When my husband and I believe in someone, we go all out.  We turn into pretzels, bending over backwards to help those who are helping themselves.  We've been there.  We know the weariness of struggle, of making ends meet. We are now in a position to help, give back with a helping hand.

We decided that we would walk the extra mile by employing his future wife at a time when it was not economically opportune.  We sacrificed some of our retirement/ profit-sharing funds to take her on as an employee during the slower time of the year.

On a practical level, we needed to get to know her before we could make any long-term commitments. (We like her) 

Working together, they would have a chance to learn if they were a team, ready to take on commitments that would impact them as a couple. After all, most divorces are caused by money and work-related problems. We had already passed on three prospects because of their spouses; we liked the prospects, but their spouses were inclined to be takers, not givers, with "what's in it for me" hang-ups that would be hard to overcome, or the marriages were rocky, period. 

California's no fault divorce status has contributed to the collapse of many successful businesses.  With more than one in two marriages failing, we are not foolish gamblers.  I come from a divorced family, and I know how counterpurposes can wreak havoc on a thriving business.

Before the partnership reins were handed to us, my predecessor and his wife, both with histories of multiple marriages and accompanying "baggage" from them, made certain that my husband and I were a compatible team with solid foundations, i.e., a secure marriage. If they were to finance us, "maybe" was not good enough. They only proceeded when they felt confident that we were a sure bet.
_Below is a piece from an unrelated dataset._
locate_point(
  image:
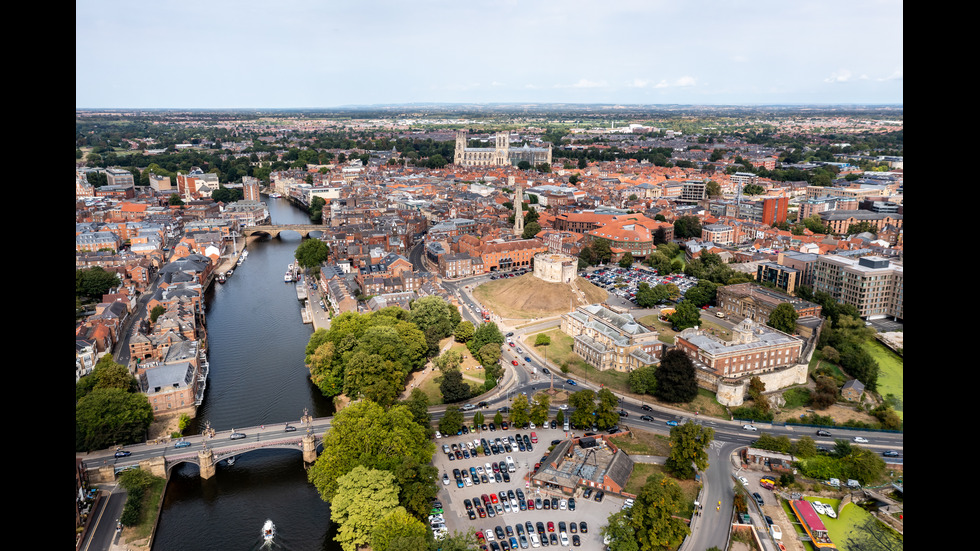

They were not risking their retirement security on just any couple.  If we failed, they would, at their ages, be unable to recoup their losses.

Although we had been financially independent from our parents since our marriage at age 22, my husband and I came from upper middle-class families with ample safety-net financial reserves to cover our debts if we failed.  That assured them, but more importantly, they saw that we were steeled with good, old-fashioned mettle.  

We had weathered our lean times of struggle, putting ourselves through graduate and professional schools, without relying on our parents.

"Listening may be the most important thing you do today."

Fear breeds paranoia, and when he made his announcement, I was not immune.  We are either love, or we are fear. 

I became fearful, and I decided to confront fear, head-on. Seeking understanding, I sought answers. I explored and entertained my worse fears, listening to their messages.  

I was afraid to believe it, but was this "other" person lurking just beneath the social mask we wear, the one that thrives on approval and shows only what it wants others to see? 

I feared that I had merely imagined our soul connection.  I feared that I had deluded myself, creating an illusion.

I feared for our clients: Would he treat them similarly, once their honeymoon period was over? 

Mask or no mask, one thing was certain: his behavior was that of a stranger to me. In hindsight, during the year, I had sensed an emotional distancing. I attributed it to lifestyle adjustments: exchanging the relatively carefree life of student to assume the serious responsibilities of a new profession and career; a new marriage, new in-laws, bills, long commutes, a new house, a mortgage, etc.  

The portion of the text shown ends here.